I want to hybrid two not so closely related fish, the jack dempsey and green terror.

Will this hybrid work, and if it does, will the hybrids breed among each other?


----------



## benJii (Feb 17, 2005)

ain't happening dude

only central american cichilds will hybridize, most others will never, esp. a ca/sa cross


----------



## Jason_s (Jan 30, 2004)

Scott C said:


> I want to hybrid two not so closely related fish, the jack dempsey and green terror.
> 
> Will this hybrid work, and if it does, will the hybrids breed among each other?

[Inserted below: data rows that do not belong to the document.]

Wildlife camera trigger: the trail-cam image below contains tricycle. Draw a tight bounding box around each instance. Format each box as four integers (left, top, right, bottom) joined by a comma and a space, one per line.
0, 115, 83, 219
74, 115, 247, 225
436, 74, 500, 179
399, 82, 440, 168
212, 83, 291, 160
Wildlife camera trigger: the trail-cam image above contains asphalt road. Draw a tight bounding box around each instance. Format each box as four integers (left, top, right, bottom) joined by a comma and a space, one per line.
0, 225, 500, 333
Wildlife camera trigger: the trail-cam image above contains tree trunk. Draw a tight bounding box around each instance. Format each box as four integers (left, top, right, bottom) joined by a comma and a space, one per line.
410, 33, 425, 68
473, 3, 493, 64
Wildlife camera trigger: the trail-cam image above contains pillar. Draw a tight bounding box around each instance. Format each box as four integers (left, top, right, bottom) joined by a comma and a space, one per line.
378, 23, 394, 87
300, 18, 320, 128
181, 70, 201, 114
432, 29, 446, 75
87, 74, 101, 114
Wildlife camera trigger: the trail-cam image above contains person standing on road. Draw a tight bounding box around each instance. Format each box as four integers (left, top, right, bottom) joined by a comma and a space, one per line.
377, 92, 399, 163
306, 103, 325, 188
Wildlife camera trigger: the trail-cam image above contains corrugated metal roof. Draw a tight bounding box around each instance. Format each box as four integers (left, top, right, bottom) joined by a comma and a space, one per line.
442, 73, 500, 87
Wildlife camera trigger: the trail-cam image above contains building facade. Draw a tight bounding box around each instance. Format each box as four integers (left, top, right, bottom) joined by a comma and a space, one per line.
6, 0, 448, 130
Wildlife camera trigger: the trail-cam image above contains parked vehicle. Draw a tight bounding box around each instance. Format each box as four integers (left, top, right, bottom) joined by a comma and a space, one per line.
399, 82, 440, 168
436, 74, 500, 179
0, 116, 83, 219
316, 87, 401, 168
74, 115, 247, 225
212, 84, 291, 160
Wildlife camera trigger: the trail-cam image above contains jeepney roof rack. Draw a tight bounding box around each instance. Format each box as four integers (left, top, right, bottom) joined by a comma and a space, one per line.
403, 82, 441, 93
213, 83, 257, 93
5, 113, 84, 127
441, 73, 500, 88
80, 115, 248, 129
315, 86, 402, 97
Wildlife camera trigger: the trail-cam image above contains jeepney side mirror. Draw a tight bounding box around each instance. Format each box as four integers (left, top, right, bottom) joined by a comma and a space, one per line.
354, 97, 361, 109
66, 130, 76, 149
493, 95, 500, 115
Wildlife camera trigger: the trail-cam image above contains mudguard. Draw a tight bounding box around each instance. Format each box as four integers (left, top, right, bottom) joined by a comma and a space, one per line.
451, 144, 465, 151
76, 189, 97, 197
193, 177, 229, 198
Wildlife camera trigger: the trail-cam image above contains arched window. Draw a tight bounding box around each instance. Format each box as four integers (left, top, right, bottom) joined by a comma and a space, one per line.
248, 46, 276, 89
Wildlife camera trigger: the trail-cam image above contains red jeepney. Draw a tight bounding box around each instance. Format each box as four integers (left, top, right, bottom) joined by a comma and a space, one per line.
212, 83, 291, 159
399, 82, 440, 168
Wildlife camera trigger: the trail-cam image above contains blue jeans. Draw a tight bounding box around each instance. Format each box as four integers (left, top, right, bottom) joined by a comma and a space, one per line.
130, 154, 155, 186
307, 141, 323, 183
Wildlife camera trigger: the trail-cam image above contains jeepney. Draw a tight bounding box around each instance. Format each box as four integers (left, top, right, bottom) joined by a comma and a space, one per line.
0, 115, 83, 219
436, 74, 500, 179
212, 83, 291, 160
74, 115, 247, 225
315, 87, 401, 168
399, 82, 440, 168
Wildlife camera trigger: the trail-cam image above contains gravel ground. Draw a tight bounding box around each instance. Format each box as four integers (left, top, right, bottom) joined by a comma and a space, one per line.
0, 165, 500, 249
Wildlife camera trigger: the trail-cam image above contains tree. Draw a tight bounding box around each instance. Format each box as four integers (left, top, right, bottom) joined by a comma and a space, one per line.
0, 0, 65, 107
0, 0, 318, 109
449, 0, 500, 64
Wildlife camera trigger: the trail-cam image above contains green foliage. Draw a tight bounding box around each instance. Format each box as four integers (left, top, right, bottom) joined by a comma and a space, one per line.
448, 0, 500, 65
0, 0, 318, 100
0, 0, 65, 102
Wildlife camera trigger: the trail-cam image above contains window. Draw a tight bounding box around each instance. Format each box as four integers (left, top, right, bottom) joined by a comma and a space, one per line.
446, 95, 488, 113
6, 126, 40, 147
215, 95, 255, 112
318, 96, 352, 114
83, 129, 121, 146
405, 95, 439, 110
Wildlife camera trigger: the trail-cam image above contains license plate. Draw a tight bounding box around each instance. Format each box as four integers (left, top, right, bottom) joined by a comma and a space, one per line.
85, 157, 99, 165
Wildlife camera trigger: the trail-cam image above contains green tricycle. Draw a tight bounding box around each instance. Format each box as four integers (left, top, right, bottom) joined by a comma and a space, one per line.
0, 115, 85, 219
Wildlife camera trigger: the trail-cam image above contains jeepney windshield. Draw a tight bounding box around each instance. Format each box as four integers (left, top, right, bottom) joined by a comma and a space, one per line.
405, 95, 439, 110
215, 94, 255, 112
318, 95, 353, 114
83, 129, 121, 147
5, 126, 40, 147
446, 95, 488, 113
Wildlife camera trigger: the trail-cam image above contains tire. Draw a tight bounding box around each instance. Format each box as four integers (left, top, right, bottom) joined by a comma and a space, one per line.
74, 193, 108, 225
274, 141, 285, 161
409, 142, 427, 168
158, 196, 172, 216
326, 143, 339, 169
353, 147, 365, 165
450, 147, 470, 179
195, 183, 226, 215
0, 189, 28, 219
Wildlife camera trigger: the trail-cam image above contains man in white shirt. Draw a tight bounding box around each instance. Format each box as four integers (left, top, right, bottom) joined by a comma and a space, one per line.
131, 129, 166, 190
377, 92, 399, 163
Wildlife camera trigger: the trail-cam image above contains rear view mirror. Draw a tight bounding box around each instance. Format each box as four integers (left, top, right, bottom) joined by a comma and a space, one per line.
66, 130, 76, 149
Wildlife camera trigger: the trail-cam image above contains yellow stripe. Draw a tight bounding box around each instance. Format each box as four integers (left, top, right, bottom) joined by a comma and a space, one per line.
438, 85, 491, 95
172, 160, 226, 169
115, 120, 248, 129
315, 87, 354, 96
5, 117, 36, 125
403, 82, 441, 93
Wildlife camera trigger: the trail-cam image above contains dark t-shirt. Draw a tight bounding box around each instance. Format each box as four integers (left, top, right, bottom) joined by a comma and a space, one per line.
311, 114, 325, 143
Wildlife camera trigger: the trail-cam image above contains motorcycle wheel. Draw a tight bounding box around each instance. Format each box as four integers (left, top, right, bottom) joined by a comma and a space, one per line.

ever heard of the Manaconda? it is a festae (s/a) crossed with a jaguar (c/a). I've also seen pics of what were supposed to be festae x JD. now granted, I don't see a gt and jd crossing because they're not very closely related at all but it is possible for a c/a and s/a to cross. these types of crosses usually occur by accident in large community tanks rather than in actual breeding setups.


----------



## lemmywinks (Jan 25, 2004)

Tibs said:


> ain't happening dude
> 
> only central american cichilds will hybridize, most others will never, esp. a ca/sa cross


SA species will hybridize just as much as CA species. And yes, this cross can happen and yes, I have seen pictures of the cross. I dont really support crosses like this, but good luck.


----------



## The Predator (Sep 28, 2005)

lemmywinks said:


> ain't happening dude
> 
> only central american cichilds will hybridize, most others will never, esp. a ca/sa cross


SA species will hybridize just as much as CA species. And yes, this cross can happen and yes, I have seen pictures of the cross. I dont really support crosses like this, but good luck.
[/quote]

thanks. can you post some pics if possible? you dont need to.


----------



## Puff (Feb 14, 2005)

Tibs said:


> ain't happening dude
> 
> only central american cichilds will hybridize, most others will never, esp. a ca/sa cross


then please explain how my salvini and flowerhorn breed every 3 weeks??lol

as for the JDxGT
it COULD happen, but most likely wont. i havent seen it happen yet, and ppl have obvioulsy kept the two together before. i think if it was gonna happen, it would have somewhere by now.

just for the record, my salvini and FH bred again last night. lots of eggs. so i stole some and moved them into a seperate area, so the damned dad doesnt eat them. i got about 35 eggs in a very well vented convalescent home. im hoping for wrigglers in 3 days.


----------